Weekly 2016/35

This is the third approach to write a weekly, and the first one, I totally failed. I didn't make any notes of the week :/

But let's start anyway. This week was covered by a re-deployment of our lab. As expected several things went wrong, and we had to fix it iteratively. Nothing special so far. This couldn't be sticked to one special day. Like describe in the last weeks, I digged around in our network setup. This week, I took my time and documented it down into our IPAM nipap. That includes all the transfer nets and all public IPs assigned to us. In case of service IPs, I documented the "function" as well. We are now able to collect new IPs directly from this pools, without having to grep config files, and hope you catched everything.

On Wednesday, one day with fixing lab-stuff, I got the request to benchmark our S3. Which I started on my short Thursday. I decided to write a script in Go to parallelize the work. This would be perfectly doable in python as well, but I wanted to use something new. First results were collected on Friday morning. Over and over again in this week, I helped a fellow to configure the forward proxy corretly.

Beside of the S3-work, I was in our change commission, to discuss what things we can do on our own, and what should be discussed again in this commission. Lucky us, we can do most of the things, I wanted to.

Friday, started with collecting S3 benchmarks. Then an outage of our cinder-volume occured, which I helped to fix. For sure, since one of my changes broke the configuration :( Fortunately, it resulted in a loss of control and running instances were not affected. I wrote the post-mortem about this outage, and filed some tickets to fix missing bits in our monitoring. After this, I fixed an issue with our StorageManager. It creates new logical volumes on cluster bootstrap, but in our configurations they are very likely to be at the same position like before. So xfs restored the filesystem instead of creating a new one. I now wipefs the new created lv.

Currently I am graphing the S3-results with jupyter notebook, which is really cool. Give it a try. I installed mathplotlib and numpy as well. The performance in average is pretty ok, both up and download. But the long tail does really hurt. Some of the requests took around 8 seconds, while the average is around 0.08 seconds.

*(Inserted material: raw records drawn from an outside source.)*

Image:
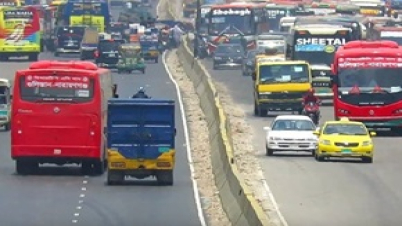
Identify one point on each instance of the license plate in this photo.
(346, 151)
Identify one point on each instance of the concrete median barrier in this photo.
(240, 206)
(237, 199)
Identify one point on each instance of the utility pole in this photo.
(197, 28)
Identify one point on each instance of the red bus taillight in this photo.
(92, 130)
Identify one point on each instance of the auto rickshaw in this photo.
(5, 104)
(149, 45)
(130, 58)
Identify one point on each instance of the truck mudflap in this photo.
(141, 136)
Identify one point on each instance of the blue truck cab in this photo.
(141, 140)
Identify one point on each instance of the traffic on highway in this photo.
(86, 103)
(318, 81)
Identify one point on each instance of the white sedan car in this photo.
(291, 133)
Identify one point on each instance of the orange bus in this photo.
(59, 115)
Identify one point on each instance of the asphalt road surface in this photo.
(61, 196)
(311, 193)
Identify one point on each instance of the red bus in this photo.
(59, 113)
(234, 19)
(367, 84)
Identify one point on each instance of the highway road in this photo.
(61, 196)
(310, 193)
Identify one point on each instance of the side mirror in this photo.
(267, 128)
(253, 76)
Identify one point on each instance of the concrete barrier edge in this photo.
(251, 212)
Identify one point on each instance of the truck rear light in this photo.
(342, 111)
(399, 111)
(163, 164)
(118, 164)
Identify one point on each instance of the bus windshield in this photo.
(389, 79)
(395, 36)
(240, 20)
(283, 73)
(34, 88)
(372, 11)
(274, 16)
(318, 49)
(16, 17)
(87, 8)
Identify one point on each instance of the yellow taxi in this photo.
(344, 139)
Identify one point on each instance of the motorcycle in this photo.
(312, 110)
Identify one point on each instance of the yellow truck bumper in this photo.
(19, 49)
(116, 161)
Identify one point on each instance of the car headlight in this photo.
(325, 142)
(263, 95)
(367, 143)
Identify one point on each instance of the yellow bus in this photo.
(20, 32)
(8, 3)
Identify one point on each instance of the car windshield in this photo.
(299, 125)
(345, 129)
(283, 73)
(392, 36)
(71, 30)
(106, 46)
(366, 79)
(230, 49)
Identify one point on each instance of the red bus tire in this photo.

What did I test? I uploaded around 12500 files from a pool of 25 unique images. Using 5 uploads in parallel, and parallel to this, 10 downloads of random images. Both over and over again. I could even do more in parallel. Anyway. I we got some tickets about slow S3-requests. But like all tickets without any steps to recreate. The result we see here, is exactly what I wanted to get out of this tests. In short-term we are going to update our S3-Layer to the latest version. When the results are still the same, we can file a bug against our vender. Of course with steps to recreate ;) Maybe the latest version will be in lab somewhen next week.